Template:Non pregnant vaginal bleeding treatment
Mild Bleeding
- Iron supplementation
- 324mg ferrous sulfate tablet PO TID (each tab contains 65mg of elemental iron)
- Ibuprofen
- For cramps and can theoretically decreases intra-uterine bleeding
- Reduces endometrial prostaglandin levels and promotes vasoconstriction in the uterus
Moderate continued bleeding
Patients can benefit from initiation of birth control or for acute cessation consider medroxyprogesterone therapy in the ED
- Medroxyprogesterone
- Give only if endocervical curettage/endometrial biopsy does not need to be performed (young patient) or has already been performed, since the hormone may alter the results
- High Dose regimen: 150mg IM x 1 then 20mg PO Q8hrs x 3 days
- In a trial of 48 patients all had cessation in 5 days.[1]
- Alternative regimen: 10mg PO q8 x 7 days then 10mg daily x 3 weeks[2]
Life Threatening
- Establish large bore IV access
- Prepare for emergent blood transfusion uncrossmatched O-negative blood if typed blood is not available.
- It is possible to temporize bleeding w/ intravaginal packing with kerlix soaked in with thrombin
- If bleeding is due to a traumatic cause emergent surgical repair is necessary
- Tranexamic acid [3]
- Coordinate with OBGYN prior to administration due to the increased thrombotic risk
- Acutely 1.0-1.3 grams IV
- Then 1-1.3 g TID PO for 5 days
Pharmacologic Treatment Regimens For Acute Abnormal Uterine Bleeding[4][5]
| Drug | Suggested Dose | Contraindications |
| Conjugated equine estrogen | 25 mg IV every 4-6 h until bleeding stops, up to 24 h | Active or past thromboembolic disease, breast cancer, or liver disease |
| Combination oral contraceptive pills | 1 pill tid PO for 7 days or 1 pill bid PO for 5 days, then 1 pill qd until pack is finished | > 35 y who smoke, hx of DVT or PE, breast cancer, liver disease, known thromboembolic disorders, pregnancy, ischemic heart disease, cerebrovascular disease, or uncontrolled hypertension |
| Progestin-only oral contraceptive pills (medroxyprogesterone acetate) | 20 mg tid PO for 7 days or 10 mg qd PO for 10 days | Active or past DVT or PE, liver disease, or breast cancer |
| NSAIDs: Ibuprofen | 200-400 mg 3-4 times/day PO for 5 days | Advanced renal disease |
| Antifibrinolytic agents (tranexamic acid) | 1.3 g tid PO for up to 5 days | Active intravascular clotting or subarachnoid hemorrhage |
- ↑ Ammerman SR, Nelson AL. A new progestogen-only medical therapy for outpatient management of acute, abnormal uterine bleeding: a pilot study. Am J Obstet Gynecol. 2013. 208(6):499.e1-e5.

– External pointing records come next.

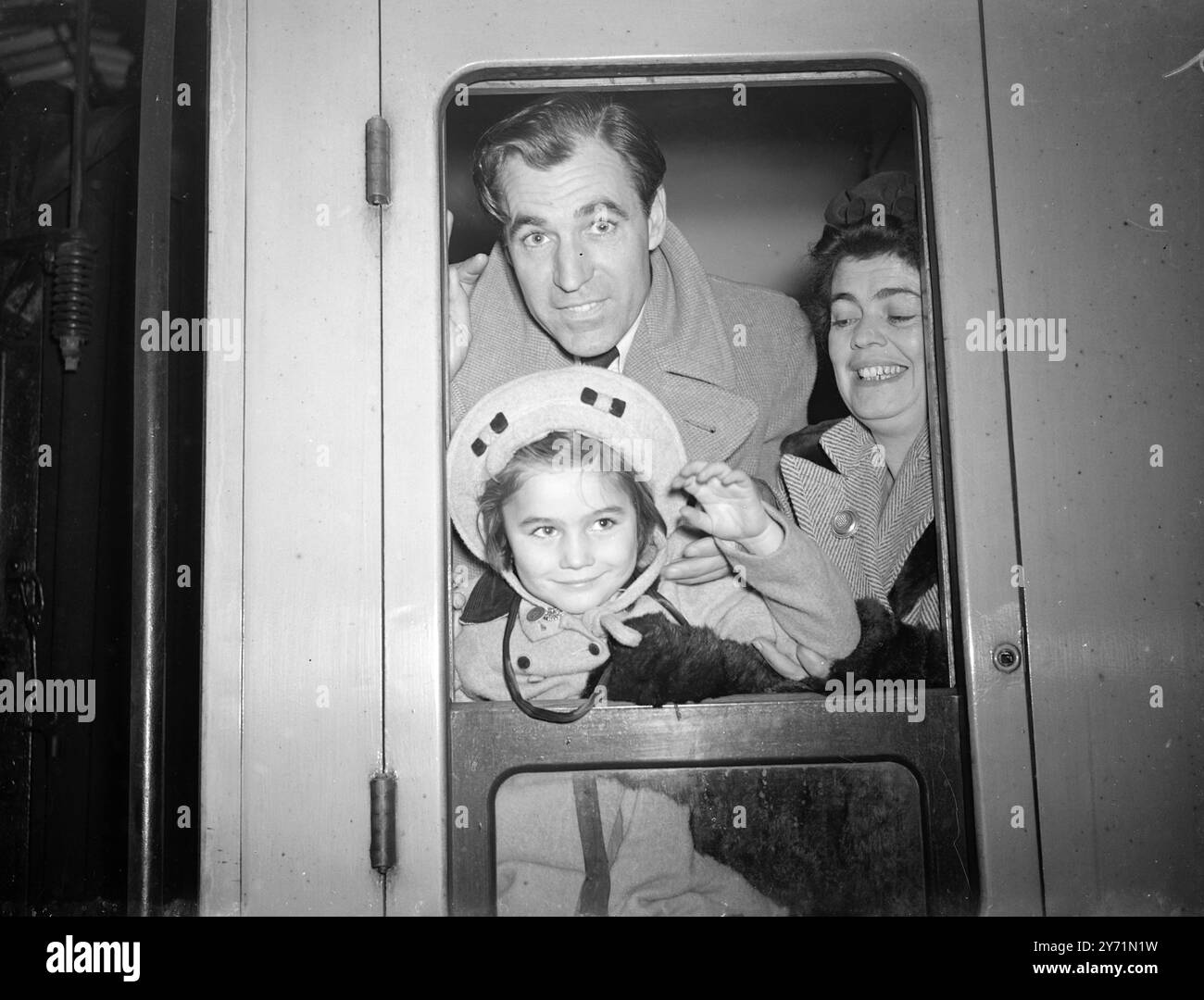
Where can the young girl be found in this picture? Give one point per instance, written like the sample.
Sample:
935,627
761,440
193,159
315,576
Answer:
572,485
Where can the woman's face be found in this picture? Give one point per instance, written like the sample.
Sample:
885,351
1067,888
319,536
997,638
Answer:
875,344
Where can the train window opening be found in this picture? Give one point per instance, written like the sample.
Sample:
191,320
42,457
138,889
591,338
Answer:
754,164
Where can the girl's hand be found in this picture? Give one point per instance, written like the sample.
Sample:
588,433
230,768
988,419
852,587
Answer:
729,506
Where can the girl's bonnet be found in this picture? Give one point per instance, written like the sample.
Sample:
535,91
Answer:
596,402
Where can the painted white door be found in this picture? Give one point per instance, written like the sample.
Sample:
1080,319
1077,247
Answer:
428,56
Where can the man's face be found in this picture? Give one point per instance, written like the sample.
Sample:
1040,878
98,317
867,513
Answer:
578,240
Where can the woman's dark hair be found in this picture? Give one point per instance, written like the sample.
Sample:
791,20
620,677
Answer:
546,132
858,242
564,450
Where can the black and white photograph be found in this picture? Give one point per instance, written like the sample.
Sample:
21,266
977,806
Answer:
646,458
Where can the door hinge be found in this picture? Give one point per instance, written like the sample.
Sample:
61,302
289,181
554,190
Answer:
383,846
376,161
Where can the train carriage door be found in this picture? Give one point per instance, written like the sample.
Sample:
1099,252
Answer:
430,60
1097,131
292,669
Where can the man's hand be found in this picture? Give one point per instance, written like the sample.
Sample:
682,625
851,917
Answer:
729,506
462,278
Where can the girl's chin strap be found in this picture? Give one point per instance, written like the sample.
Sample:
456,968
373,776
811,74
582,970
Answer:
572,715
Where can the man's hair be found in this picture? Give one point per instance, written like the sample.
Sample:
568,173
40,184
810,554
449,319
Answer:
859,242
548,132
554,452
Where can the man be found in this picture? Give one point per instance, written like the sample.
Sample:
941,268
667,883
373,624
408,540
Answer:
589,269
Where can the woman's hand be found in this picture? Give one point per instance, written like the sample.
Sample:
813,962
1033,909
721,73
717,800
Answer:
730,506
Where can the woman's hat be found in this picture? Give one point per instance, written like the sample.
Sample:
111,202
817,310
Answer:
895,190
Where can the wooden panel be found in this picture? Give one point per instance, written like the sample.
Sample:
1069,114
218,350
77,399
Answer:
221,598
1110,543
311,675
425,56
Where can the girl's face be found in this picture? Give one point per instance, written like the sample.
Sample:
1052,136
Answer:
875,344
573,537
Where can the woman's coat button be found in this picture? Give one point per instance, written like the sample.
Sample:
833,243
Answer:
846,523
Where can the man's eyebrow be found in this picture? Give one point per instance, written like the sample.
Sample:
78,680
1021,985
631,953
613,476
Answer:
517,223
593,207
586,211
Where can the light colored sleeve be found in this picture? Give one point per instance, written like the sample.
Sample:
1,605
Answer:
793,597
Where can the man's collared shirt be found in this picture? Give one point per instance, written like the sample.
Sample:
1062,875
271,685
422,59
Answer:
624,344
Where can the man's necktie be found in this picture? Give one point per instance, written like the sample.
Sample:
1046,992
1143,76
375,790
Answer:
602,360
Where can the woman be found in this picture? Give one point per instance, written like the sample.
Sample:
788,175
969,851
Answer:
862,486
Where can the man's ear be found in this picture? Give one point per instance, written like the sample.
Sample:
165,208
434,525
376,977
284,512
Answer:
657,219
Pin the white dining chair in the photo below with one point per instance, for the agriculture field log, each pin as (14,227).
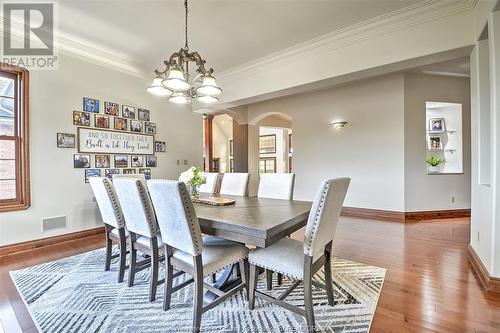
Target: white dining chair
(275,186)
(210,187)
(301,260)
(186,251)
(140,176)
(143,228)
(114,222)
(234,184)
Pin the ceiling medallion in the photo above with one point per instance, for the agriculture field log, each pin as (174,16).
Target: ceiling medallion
(174,81)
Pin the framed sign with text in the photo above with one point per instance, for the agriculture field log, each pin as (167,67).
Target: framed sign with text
(100,141)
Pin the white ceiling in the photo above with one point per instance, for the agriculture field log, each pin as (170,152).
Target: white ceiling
(227,33)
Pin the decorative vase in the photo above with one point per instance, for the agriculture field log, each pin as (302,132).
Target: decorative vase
(195,191)
(434,168)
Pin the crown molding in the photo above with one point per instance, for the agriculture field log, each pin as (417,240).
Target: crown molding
(409,16)
(73,47)
(412,15)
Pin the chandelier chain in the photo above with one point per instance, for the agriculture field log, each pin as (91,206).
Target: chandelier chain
(185,27)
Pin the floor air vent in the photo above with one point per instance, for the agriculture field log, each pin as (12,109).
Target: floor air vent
(52,223)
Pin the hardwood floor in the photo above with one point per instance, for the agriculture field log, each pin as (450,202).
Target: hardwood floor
(429,286)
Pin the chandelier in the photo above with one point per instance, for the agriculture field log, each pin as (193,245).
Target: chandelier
(175,81)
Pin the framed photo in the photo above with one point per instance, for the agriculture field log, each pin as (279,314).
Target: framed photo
(151,161)
(435,142)
(149,128)
(101,121)
(111,109)
(110,172)
(160,146)
(437,125)
(146,172)
(137,162)
(143,114)
(81,118)
(90,105)
(121,161)
(102,161)
(121,124)
(65,140)
(136,126)
(81,161)
(92,173)
(128,111)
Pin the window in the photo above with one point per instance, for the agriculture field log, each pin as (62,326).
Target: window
(267,165)
(14,161)
(267,144)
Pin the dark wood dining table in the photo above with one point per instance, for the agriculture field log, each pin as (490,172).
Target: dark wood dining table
(253,221)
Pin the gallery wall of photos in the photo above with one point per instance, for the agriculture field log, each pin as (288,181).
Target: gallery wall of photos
(113,118)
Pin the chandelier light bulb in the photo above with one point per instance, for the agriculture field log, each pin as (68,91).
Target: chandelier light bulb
(209,86)
(179,98)
(207,99)
(156,88)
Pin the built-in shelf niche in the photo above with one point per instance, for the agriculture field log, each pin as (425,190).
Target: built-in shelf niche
(443,123)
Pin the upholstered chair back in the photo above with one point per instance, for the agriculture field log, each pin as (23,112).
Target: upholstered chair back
(324,215)
(136,206)
(276,186)
(234,184)
(105,196)
(211,185)
(140,176)
(177,219)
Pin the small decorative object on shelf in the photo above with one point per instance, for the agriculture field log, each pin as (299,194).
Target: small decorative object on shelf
(434,163)
(194,178)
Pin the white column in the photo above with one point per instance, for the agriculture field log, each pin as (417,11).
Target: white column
(494,54)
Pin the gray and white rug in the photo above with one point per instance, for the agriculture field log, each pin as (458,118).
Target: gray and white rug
(74,294)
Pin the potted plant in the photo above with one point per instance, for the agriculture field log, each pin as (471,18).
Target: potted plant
(434,163)
(194,178)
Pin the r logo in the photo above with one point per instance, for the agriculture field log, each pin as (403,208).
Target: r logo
(37,22)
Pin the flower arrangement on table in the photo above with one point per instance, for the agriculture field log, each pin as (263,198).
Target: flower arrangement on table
(194,178)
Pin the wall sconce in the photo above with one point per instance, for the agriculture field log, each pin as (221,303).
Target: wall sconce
(339,124)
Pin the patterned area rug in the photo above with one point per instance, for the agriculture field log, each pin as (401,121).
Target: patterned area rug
(74,294)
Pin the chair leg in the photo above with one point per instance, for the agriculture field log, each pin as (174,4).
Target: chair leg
(133,260)
(169,280)
(254,276)
(280,279)
(153,283)
(123,255)
(308,300)
(328,278)
(244,274)
(198,296)
(269,279)
(109,247)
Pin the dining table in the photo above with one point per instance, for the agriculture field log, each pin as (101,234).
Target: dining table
(253,221)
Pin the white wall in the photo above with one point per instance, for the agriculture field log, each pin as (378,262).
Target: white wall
(371,144)
(482,223)
(58,189)
(425,192)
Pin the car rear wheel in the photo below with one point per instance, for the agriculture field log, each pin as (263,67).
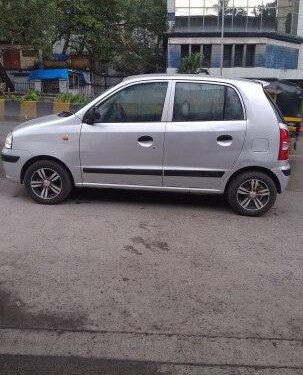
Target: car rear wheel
(47,182)
(252,193)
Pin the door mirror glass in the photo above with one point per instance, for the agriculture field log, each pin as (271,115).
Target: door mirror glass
(92,115)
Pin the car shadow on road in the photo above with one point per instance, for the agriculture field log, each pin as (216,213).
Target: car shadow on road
(81,196)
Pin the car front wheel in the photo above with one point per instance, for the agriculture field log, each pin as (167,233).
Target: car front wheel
(252,193)
(47,182)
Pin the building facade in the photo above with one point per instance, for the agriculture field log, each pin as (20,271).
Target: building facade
(262,38)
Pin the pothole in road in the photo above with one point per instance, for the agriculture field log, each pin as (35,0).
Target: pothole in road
(14,314)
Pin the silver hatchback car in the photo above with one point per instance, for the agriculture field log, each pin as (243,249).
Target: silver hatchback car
(159,132)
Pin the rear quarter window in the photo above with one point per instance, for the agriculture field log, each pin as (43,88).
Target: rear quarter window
(275,108)
(206,102)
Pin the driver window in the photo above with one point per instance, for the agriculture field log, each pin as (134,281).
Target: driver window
(138,103)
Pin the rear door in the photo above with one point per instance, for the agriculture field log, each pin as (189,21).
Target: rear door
(205,135)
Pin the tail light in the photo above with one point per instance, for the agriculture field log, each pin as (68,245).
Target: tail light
(284,144)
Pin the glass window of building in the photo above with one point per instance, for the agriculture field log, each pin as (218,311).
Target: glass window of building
(240,15)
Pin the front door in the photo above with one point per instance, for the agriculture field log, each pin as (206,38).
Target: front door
(205,137)
(125,145)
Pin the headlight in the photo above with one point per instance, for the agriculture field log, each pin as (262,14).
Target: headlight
(9,141)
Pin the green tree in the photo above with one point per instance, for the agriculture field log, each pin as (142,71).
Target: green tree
(191,64)
(140,40)
(27,22)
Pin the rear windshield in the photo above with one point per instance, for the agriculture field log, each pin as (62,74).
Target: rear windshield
(276,109)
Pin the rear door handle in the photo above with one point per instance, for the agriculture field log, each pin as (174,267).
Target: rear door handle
(146,141)
(224,138)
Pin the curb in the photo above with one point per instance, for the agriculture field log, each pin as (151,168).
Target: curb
(173,349)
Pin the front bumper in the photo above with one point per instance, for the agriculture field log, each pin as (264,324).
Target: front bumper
(13,162)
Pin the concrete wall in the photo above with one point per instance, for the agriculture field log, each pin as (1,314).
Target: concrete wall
(279,57)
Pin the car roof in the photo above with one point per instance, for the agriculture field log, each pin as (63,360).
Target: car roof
(191,77)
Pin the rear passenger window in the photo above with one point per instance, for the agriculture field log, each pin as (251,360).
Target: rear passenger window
(206,102)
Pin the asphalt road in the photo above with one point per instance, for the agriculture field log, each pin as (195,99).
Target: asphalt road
(117,282)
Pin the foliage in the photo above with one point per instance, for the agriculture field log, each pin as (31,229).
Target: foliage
(191,64)
(31,96)
(139,47)
(68,97)
(28,22)
(127,33)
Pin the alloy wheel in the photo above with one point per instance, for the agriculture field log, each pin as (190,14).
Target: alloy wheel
(253,194)
(46,183)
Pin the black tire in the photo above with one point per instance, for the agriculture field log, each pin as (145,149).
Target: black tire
(265,192)
(57,191)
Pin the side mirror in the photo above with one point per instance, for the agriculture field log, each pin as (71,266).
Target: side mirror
(91,116)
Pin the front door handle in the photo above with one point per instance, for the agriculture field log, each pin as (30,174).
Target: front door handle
(146,141)
(224,138)
(145,138)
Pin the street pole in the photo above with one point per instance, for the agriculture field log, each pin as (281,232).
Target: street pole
(222,38)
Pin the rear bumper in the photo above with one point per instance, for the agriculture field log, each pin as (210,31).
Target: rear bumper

- ↑ Aksu F, Madazli R et al. High-dose medroxyprogesterone acetate for the treatment of dysfunctional uterine bleeding in 24 adolescents. Aust N Z J Obstet Gynaecol. 1997;37(2):228–231.
- ↑ Leminen and Hurskainen. Tranexamic acid for the treatment of heavy menstrual bleeding: efficacy and safety. Int J Womens Health. 2012; 4: 413–421.
- ↑ American College of Obstetricians and Gynecologists. ACOG Committee Opinion No. 557: management of acute abnormal uterine bleeding in nonpregnant reproductiveaged women. Obstet Gynecol. 2013;121(4):891-896
- ↑ Tibbles CD. Selected gynecologic disorders: abnormal uterine bleeding in the nonpregnant patient. In: Marx JA, Hockberger RS, Walls RM, eds. Rosen’s Emergency Medicine: Concepts and Clinical Practice. Philadelphia, PA: Mosby-Elsevier; 2010: 1325-1332.